Different fish attack and eat their prey in different ways. If you understand their habits, you might improve your odds of catching your favorite species on your lake. You might think apex predator fish go about their feeding in much the same way, but that isn’t the case. For example, northern pike tend to wait in ambush and then slash at their prey from the side. Maybe you’ve had a big northern take a walleye you were reeling in; at boatside you see the walleye T-boned in the pike’s jaws.

Walleyes, on the other hand, are more stealthy. They tend to feed in low light when their superior night vision gives them an advantage over their prey. Two Illinois biologists, Lisa Einfalt and David Wahl, looked in more detail at how walleyes hunt and reported their observations in the Canadian Journal of Fisheries and Aquatic Sciences. They found that walleyes don’t chase individual prey fish but follow schools of fish of edible size. Rather than attack the middle of the school, they target individuals that stray outside the school’s edges.

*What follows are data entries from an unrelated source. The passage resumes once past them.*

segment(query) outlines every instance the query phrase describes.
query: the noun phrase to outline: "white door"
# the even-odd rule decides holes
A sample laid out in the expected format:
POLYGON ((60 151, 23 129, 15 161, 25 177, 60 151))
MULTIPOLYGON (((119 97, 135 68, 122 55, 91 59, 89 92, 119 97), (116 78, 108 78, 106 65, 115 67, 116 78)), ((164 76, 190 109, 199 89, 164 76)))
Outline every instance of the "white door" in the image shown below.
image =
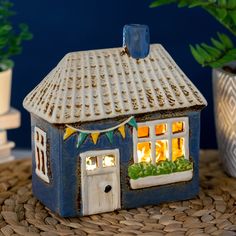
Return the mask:
POLYGON ((89 151, 80 157, 83 215, 119 209, 119 150, 89 151))

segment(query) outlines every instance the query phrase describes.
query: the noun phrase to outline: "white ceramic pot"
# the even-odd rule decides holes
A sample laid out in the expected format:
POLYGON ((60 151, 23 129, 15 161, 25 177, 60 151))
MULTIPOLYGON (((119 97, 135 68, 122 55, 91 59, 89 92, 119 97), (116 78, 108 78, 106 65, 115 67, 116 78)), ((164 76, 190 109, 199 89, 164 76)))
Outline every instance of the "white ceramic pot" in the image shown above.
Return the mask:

In a similar manner, walleyes patrol the outer edge of weedbeds inhabited by numerous baitfish, such as small perch. Any prey that ventures outside the cover of the weeds will likely end up in a walleye’s jaws. All this, the researchers noted, aligns with something most anglers know: walleyes don’t spend a great deal of energy pursuing prey. Following a school and lurking outside the weeds are low-exertion approaches.

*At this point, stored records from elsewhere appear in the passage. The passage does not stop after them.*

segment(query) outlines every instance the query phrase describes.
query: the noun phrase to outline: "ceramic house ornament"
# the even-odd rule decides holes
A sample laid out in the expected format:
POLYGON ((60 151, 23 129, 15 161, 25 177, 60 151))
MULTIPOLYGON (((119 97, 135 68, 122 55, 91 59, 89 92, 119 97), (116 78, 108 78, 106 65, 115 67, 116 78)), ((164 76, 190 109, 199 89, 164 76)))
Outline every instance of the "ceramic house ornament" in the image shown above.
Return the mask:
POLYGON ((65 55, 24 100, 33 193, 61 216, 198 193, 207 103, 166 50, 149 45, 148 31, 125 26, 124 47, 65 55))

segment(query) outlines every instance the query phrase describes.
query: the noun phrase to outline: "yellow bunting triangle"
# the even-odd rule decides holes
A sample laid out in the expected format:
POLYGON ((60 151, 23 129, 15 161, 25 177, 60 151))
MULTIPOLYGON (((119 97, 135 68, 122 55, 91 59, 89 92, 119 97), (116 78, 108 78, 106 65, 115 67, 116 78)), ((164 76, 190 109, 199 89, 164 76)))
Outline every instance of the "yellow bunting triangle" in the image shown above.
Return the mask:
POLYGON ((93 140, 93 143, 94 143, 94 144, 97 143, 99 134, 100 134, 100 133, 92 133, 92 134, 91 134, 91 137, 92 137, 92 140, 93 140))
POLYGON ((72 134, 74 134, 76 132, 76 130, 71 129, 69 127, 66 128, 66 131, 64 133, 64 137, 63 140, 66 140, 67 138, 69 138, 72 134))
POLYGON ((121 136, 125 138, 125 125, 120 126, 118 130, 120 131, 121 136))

When taking prey, walleyes strike from below and behind. They inhale the baitfish at the tail and then manipulate it in their mouth so as to swallow it head first. This explains something an angler of my acquaintance once reported to me: When fishing with nightcrawlers he sometimes missed a strike and reeled in to find the crawler on his jig rolled into a ball. The walleye apparently was handling the worm as it would a slender minnow.

In the case of larger prey, walleyes may attack bait head-on. Not surprisingly, the researchers observed that large walleyes eat larger prey. They also found that walleyes prefer fish with a slender body profile. If facing a school of baitfish with a more rounded body shape (that is, more like a bluegill than a perch or sucker), they select smaller members of the school that more easily fit their mouth opening.

As for weather, while many anglers hate fishing in windy conditions, smart anglers know that a wind-whipped shoreline can be a hotbed of walleye activity. The wind blows plankton into the shallows, and waves stir up food from the bottom, and both conditions attract baitfish. Walleyes follow, and here again, their superior vision in darker, turbid water favors their feeding. Anglers who know these habits can gain an edge in deciding when to fish, in what places, with which baits, and with wat kind of presentation. And as any angler knows, a little edge comes in handy on at those frequent times when walleyes are finicky and hard to find.